The second major limitation of most reports of relative risk reduction is that they do not include any indication of the precision of the measurement. In our hypothetical example, a 21% reduction in the risk of developing an abscess was found if the laparoscopic technique was used. However, how certain can we be that this is an accurate estimation of its efficacy over the traditional approach? The precision of this measurement is a function of a study’s sample size and variance of its component data. A more accurate and therefore useful reporting of results is with the use of confidence intervals. A 95% confidence interval is the range of values within which the true value will lie 95% of the time. (The actual statistical definition is more obscure, but this definition is useful to the clinician. :Pravachol) A p value is simply a measure of the strength of evidence against the null hypothesis of no difference between study groups. A p value tells us nothing about the magnitude of a statistically significant difference.
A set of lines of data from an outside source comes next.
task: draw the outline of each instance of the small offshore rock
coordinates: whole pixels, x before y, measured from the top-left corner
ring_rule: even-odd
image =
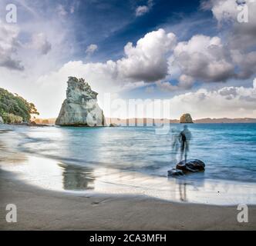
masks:
[[[183,176],[184,173],[182,170],[173,168],[168,171],[168,176],[175,177],[175,176]]]
[[[180,123],[182,124],[190,124],[194,123],[192,117],[190,114],[184,114],[180,117]]]

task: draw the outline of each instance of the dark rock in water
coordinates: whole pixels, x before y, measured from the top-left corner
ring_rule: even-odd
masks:
[[[204,171],[205,164],[200,160],[187,160],[179,162],[176,165],[176,168],[182,170],[184,172],[196,172]]]
[[[168,176],[183,176],[184,175],[184,173],[183,172],[183,171],[179,170],[179,169],[176,169],[176,168],[173,168],[168,171]]]
[[[190,114],[184,114],[181,115],[180,122],[183,124],[193,123],[191,115]]]

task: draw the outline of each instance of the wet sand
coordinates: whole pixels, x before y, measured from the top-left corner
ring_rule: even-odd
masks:
[[[255,205],[248,206],[249,222],[238,223],[237,206],[177,203],[138,194],[48,191],[1,168],[26,158],[0,141],[1,230],[256,229]],[[5,221],[8,204],[17,206],[17,223]]]
[[[249,222],[238,223],[235,206],[168,202],[142,196],[89,196],[46,191],[0,171],[1,230],[255,230],[256,207]],[[5,221],[15,204],[18,222]]]

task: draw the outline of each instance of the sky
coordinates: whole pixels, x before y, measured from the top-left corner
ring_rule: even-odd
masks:
[[[40,118],[58,116],[69,76],[109,117],[149,115],[106,98],[162,100],[170,118],[256,118],[255,12],[254,0],[2,0],[0,87]]]

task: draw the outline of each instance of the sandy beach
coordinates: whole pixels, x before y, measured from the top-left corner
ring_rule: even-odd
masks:
[[[0,172],[1,230],[255,230],[238,223],[235,206],[163,201],[146,197],[87,196],[46,191]],[[5,221],[5,206],[17,205],[18,222]]]
[[[1,161],[16,165],[25,156],[1,142]],[[236,206],[177,203],[143,195],[76,194],[25,184],[0,168],[1,230],[255,230],[256,206],[249,222],[238,223]],[[7,223],[8,204],[17,206],[17,223]]]

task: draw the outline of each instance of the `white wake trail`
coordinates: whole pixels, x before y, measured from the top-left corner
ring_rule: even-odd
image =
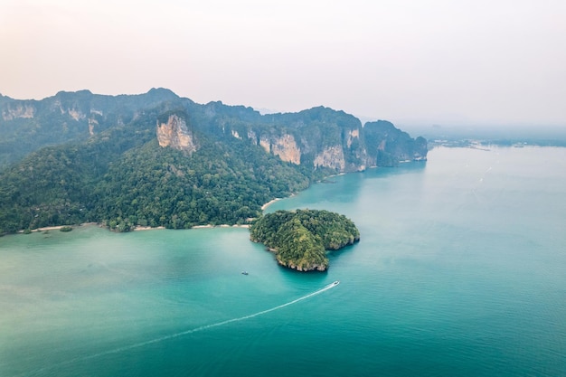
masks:
[[[48,367],[45,367],[45,368],[42,368],[40,370],[36,370],[33,373],[33,374],[41,373],[42,372],[46,372],[46,371],[49,371],[49,370],[52,370],[52,369],[59,368],[59,367],[61,367],[61,366],[64,366],[64,365],[69,365],[69,364],[72,364],[72,363],[79,363],[79,362],[83,362],[83,361],[87,361],[87,360],[96,359],[98,357],[106,356],[107,354],[118,353],[121,353],[121,352],[132,350],[134,348],[139,348],[139,347],[143,347],[145,345],[149,345],[149,344],[156,344],[156,343],[164,342],[164,341],[166,341],[166,340],[169,340],[169,339],[177,338],[179,336],[188,335],[189,334],[197,333],[199,331],[207,330],[209,328],[218,327],[218,326],[222,326],[222,325],[224,325],[231,324],[232,322],[240,322],[240,321],[243,321],[243,320],[246,320],[246,319],[253,318],[254,316],[263,316],[265,314],[273,312],[275,310],[281,309],[281,308],[283,308],[285,306],[288,306],[290,305],[297,304],[297,302],[302,301],[302,300],[306,300],[307,298],[310,298],[313,296],[319,295],[319,294],[321,294],[321,293],[323,293],[325,291],[327,291],[328,289],[334,288],[336,286],[337,286],[337,283],[328,284],[327,286],[324,287],[323,288],[316,290],[316,291],[314,291],[312,293],[309,293],[308,295],[303,296],[301,297],[296,298],[293,301],[289,301],[288,303],[279,305],[279,306],[275,306],[275,307],[271,307],[269,309],[262,310],[262,311],[258,312],[258,313],[250,314],[250,315],[241,316],[241,317],[238,317],[238,318],[227,319],[226,321],[217,322],[217,323],[212,324],[212,325],[203,325],[203,326],[200,326],[200,327],[193,328],[191,330],[182,331],[180,333],[175,333],[175,334],[172,334],[170,335],[165,335],[165,336],[162,336],[162,337],[159,337],[159,338],[151,339],[151,340],[148,340],[148,341],[146,341],[146,342],[137,343],[137,344],[134,344],[126,345],[124,347],[115,348],[113,350],[105,351],[105,352],[102,352],[102,353],[91,354],[90,356],[77,357],[77,358],[74,358],[74,359],[71,359],[71,360],[67,360],[65,362],[61,362],[61,363],[57,363],[55,365],[51,365],[51,366],[48,366]],[[21,374],[21,375],[24,375],[24,374]]]

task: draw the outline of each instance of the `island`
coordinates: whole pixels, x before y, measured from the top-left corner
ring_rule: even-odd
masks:
[[[277,211],[250,227],[250,238],[274,251],[279,265],[297,271],[325,271],[326,250],[360,240],[355,224],[343,214],[325,210]]]

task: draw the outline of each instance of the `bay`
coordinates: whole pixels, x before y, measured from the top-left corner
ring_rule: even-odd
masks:
[[[241,228],[0,238],[0,375],[566,375],[566,148],[435,148],[294,208],[361,241],[302,274]]]

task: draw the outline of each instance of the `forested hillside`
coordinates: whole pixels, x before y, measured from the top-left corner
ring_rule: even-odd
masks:
[[[278,262],[299,271],[328,268],[325,250],[336,250],[360,240],[351,220],[328,211],[278,211],[259,219],[250,239],[276,252]]]
[[[389,122],[315,108],[260,115],[168,90],[0,96],[0,233],[99,222],[246,223],[263,203],[339,172],[426,158]],[[367,132],[366,132],[367,128]]]

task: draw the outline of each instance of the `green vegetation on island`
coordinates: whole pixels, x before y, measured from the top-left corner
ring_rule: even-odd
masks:
[[[360,232],[344,215],[319,210],[277,211],[250,228],[250,238],[276,252],[281,266],[297,271],[324,271],[325,250],[336,250],[360,240]]]

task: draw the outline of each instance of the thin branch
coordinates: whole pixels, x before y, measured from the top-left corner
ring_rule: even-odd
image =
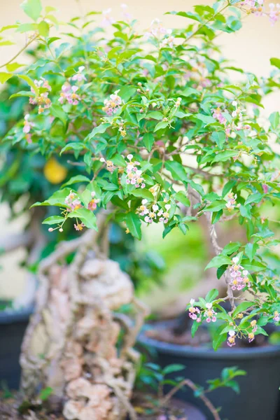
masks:
[[[22,233],[9,234],[0,238],[0,250],[4,253],[10,252],[20,246],[28,246],[33,241],[33,234],[31,230]]]
[[[199,391],[199,388],[191,381],[190,379],[184,379],[180,384],[178,384],[176,386],[173,388],[168,394],[164,397],[162,405],[166,405],[169,400],[176,394],[178,391],[179,391],[183,386],[188,386],[192,389],[194,392]],[[209,398],[204,395],[204,393],[200,393],[198,397],[204,402],[206,407],[209,409],[211,413],[212,413],[214,420],[221,420],[219,414],[215,407],[213,405],[212,402],[210,401]]]

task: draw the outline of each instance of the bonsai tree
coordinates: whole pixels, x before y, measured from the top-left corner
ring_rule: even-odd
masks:
[[[279,88],[280,62],[272,59],[271,77],[258,80],[230,66],[216,43],[220,31],[239,29],[246,13],[275,22],[279,9],[260,1],[218,1],[193,13],[171,12],[186,19],[181,29],[156,19],[139,34],[125,8],[121,21],[106,10],[97,24],[92,12],[52,36],[58,27],[53,8],[43,9],[40,0],[22,7],[31,23],[2,31],[27,33],[26,48],[38,43],[43,54],[24,73],[15,61],[22,51],[1,66],[2,83],[16,77],[29,85],[12,95],[27,98],[24,116],[4,142],[47,159],[67,153],[70,164],[85,169],[32,206],[48,206],[43,224],[50,233],[63,237],[71,224],[77,237],[38,267],[22,387],[32,395],[38,384],[50,386],[66,400],[69,419],[119,419],[127,412],[133,419],[132,346],[146,309],[107,259],[113,221],[141,239],[143,225],[162,224],[164,237],[173,229],[186,234],[190,223],[206,217],[216,253],[206,268],[217,268],[227,296],[218,299],[211,290],[188,308],[193,333],[204,320],[222,321],[215,349],[227,340],[230,346],[239,337],[251,341],[280,320],[276,268],[270,262],[279,241],[265,214],[279,199],[279,114],[267,124],[260,118],[262,98]],[[112,26],[113,36],[100,24]],[[241,77],[238,84],[232,71]],[[247,242],[229,238],[222,248],[216,226],[232,220],[246,230]],[[225,300],[227,312],[220,304]],[[133,323],[120,313],[124,304],[136,315]]]
[[[46,52],[46,46],[43,44],[36,46],[27,52],[32,61],[37,62]],[[34,69],[34,77],[40,78],[40,67]],[[24,88],[25,81],[13,77],[7,81],[0,92],[1,138],[17,121],[24,118],[26,98],[16,96],[13,100],[8,99]],[[20,246],[24,246],[27,251],[24,261],[28,270],[26,288],[24,293],[13,302],[13,306],[19,308],[34,302],[37,283],[36,270],[40,259],[49,255],[59,241],[77,236],[71,224],[65,226],[63,234],[58,230],[48,232],[47,226],[41,225],[48,209],[34,207],[29,211],[30,206],[35,202],[48,198],[61,188],[66,177],[86,174],[86,172],[83,156],[73,164],[69,162],[71,154],[66,153],[62,156],[49,158],[38,156],[21,141],[14,144],[3,141],[0,144],[0,155],[2,162],[0,169],[1,200],[8,205],[11,218],[15,219],[22,213],[29,216],[22,233],[9,234],[0,239],[1,253],[6,253]],[[127,235],[116,223],[111,227],[109,241],[110,257],[118,261],[122,270],[130,274],[136,288],[140,284],[143,286],[143,279],[147,285],[153,281],[159,281],[164,262],[157,253],[136,251],[135,239]]]

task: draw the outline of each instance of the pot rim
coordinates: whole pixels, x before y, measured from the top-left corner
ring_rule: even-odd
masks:
[[[7,308],[0,311],[0,326],[11,324],[16,322],[27,322],[33,314],[34,307],[29,305],[18,309]]]
[[[251,347],[246,349],[229,347],[228,349],[218,349],[215,351],[211,347],[194,347],[188,345],[181,345],[167,342],[162,342],[158,340],[147,337],[145,331],[147,330],[147,325],[139,334],[137,341],[139,344],[155,347],[161,353],[173,354],[176,356],[187,356],[192,358],[207,358],[207,359],[252,359],[265,358],[280,356],[280,345],[267,346],[260,347]]]

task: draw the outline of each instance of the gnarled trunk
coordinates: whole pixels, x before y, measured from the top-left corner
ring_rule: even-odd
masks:
[[[99,232],[106,218],[98,215]],[[50,386],[69,420],[121,420],[127,412],[136,419],[130,398],[139,357],[132,347],[146,308],[118,264],[100,254],[99,236],[88,231],[42,261],[22,348],[23,391],[32,396]],[[65,257],[77,249],[67,265]],[[134,321],[116,312],[127,304]]]

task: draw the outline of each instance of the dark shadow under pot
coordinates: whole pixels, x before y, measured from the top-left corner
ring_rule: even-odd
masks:
[[[157,323],[155,328],[168,328],[168,322]],[[147,326],[147,328],[150,328]],[[153,326],[155,328],[155,324]],[[278,420],[278,399],[280,385],[280,346],[267,344],[260,347],[222,348],[215,351],[206,346],[191,346],[159,341],[147,337],[143,332],[139,337],[143,345],[156,351],[153,361],[162,368],[173,363],[186,366],[180,376],[205,386],[207,379],[220,377],[225,368],[238,366],[246,370],[246,376],[237,378],[241,392],[235,393],[230,388],[214,391],[207,396],[216,407],[221,407],[223,420]],[[178,377],[178,372],[171,378]],[[167,391],[169,391],[167,388]],[[192,391],[183,388],[176,398],[200,407],[207,419],[212,414]]]
[[[10,389],[20,386],[20,347],[31,313],[32,307],[0,311],[0,386]]]

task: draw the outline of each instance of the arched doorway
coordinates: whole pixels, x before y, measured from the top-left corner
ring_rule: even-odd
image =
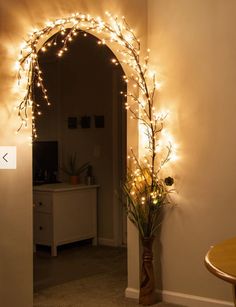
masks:
[[[34,152],[37,156],[37,148],[40,152],[47,143],[57,143],[58,153],[41,150],[41,155],[49,157],[51,152],[55,158],[48,159],[48,166],[40,164],[41,159],[38,164],[34,161],[34,181],[68,182],[65,168],[74,154],[78,168],[89,163],[93,183],[99,185],[98,242],[121,245],[126,232],[120,204],[120,183],[126,170],[126,113],[120,94],[126,91],[124,72],[120,65],[112,65],[111,50],[99,47],[99,40],[91,34],[80,31],[62,59],[57,57],[61,40],[57,34],[50,40],[57,45],[47,53],[39,52],[38,59],[47,95],[53,103],[50,107],[45,104],[44,93],[34,82],[34,99],[43,113],[36,119],[38,138]],[[51,161],[56,159],[58,168],[52,169]],[[87,183],[86,170],[80,174],[80,183]]]
[[[117,17],[112,17],[108,14],[109,22],[106,23],[101,20],[100,17],[94,18],[90,15],[83,14],[74,14],[72,17],[57,19],[53,22],[47,23],[47,25],[41,30],[35,30],[26,41],[24,46],[22,47],[21,55],[19,58],[18,66],[20,67],[19,75],[24,76],[23,82],[21,82],[21,87],[23,87],[24,96],[22,97],[21,103],[18,106],[18,115],[21,120],[20,127],[27,127],[30,122],[28,119],[30,118],[31,110],[32,119],[33,119],[33,134],[36,134],[35,126],[34,126],[34,117],[37,111],[37,105],[32,99],[32,80],[34,78],[37,81],[41,82],[41,76],[38,71],[38,50],[45,51],[47,49],[47,45],[45,41],[53,35],[55,32],[59,31],[61,34],[65,32],[66,28],[69,28],[72,24],[72,30],[70,35],[66,37],[65,44],[63,48],[59,52],[59,56],[67,51],[67,44],[72,39],[73,35],[76,35],[76,32],[80,29],[85,29],[87,31],[94,31],[96,34],[101,37],[99,41],[100,44],[108,44],[112,46],[112,50],[116,50],[116,55],[119,56],[119,61],[127,67],[127,72],[130,74],[128,77],[125,77],[125,81],[129,82],[129,93],[125,95],[128,98],[128,102],[131,101],[131,105],[135,104],[139,105],[142,108],[146,108],[145,101],[148,101],[149,104],[149,85],[146,83],[146,75],[148,72],[147,63],[148,57],[144,58],[141,62],[140,60],[140,42],[135,36],[133,30],[128,26],[125,19],[118,20]],[[104,38],[105,37],[105,38]],[[116,45],[119,45],[119,49],[116,49]],[[114,49],[113,49],[114,48]],[[114,60],[114,64],[117,64],[117,60]],[[133,71],[133,73],[132,73]],[[153,74],[151,74],[151,90],[153,86],[153,91],[155,91],[155,78],[153,78]],[[22,80],[22,78],[21,78]],[[26,82],[26,83],[25,83]],[[139,91],[141,92],[139,99]],[[45,93],[45,100],[47,101]],[[153,94],[152,94],[153,97]],[[144,104],[143,104],[144,102]],[[129,107],[129,103],[127,108]],[[135,107],[135,106],[134,106]],[[136,119],[138,118],[138,108],[135,107],[134,114]],[[133,145],[133,148],[138,152],[138,126],[137,121],[133,124],[129,123],[128,125],[128,133],[129,136],[128,144]],[[132,142],[130,142],[132,140]],[[137,232],[133,229],[133,227],[128,227],[130,234],[130,239],[128,239],[128,245],[130,245],[130,252],[128,253],[128,271],[130,274],[130,279],[128,279],[128,291],[133,292],[133,290],[137,291],[139,285],[139,243]],[[135,258],[132,255],[135,254]],[[135,292],[135,296],[136,296]],[[130,296],[133,296],[131,293]]]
Using another hypothetical example to illustrate this point, a large study of laparoscopic versus open appendectomy might report a 95% confidence interval for the relative risk reduction of abscess of 14% to 29%. A smaller study might report a similar confidence interval of 2% to 170%. The findings of the smaller study are statistically significant and might suggest a much greater effect for the reduction of abscess formation than the larger study. However, the lack of precision in the smaller study brings into question the clinical usefulness of its estimate. The ability to determine the strength of results would therefore be compromised in studies only reporting p values and point estimates of risk reduction.



Greetings, I the practising surgeon from Serbia. Call me Ivan Govak. In the works I use works
by an unknown author, if it let me know, and also works of others practics doctors. I have a family and two charming children.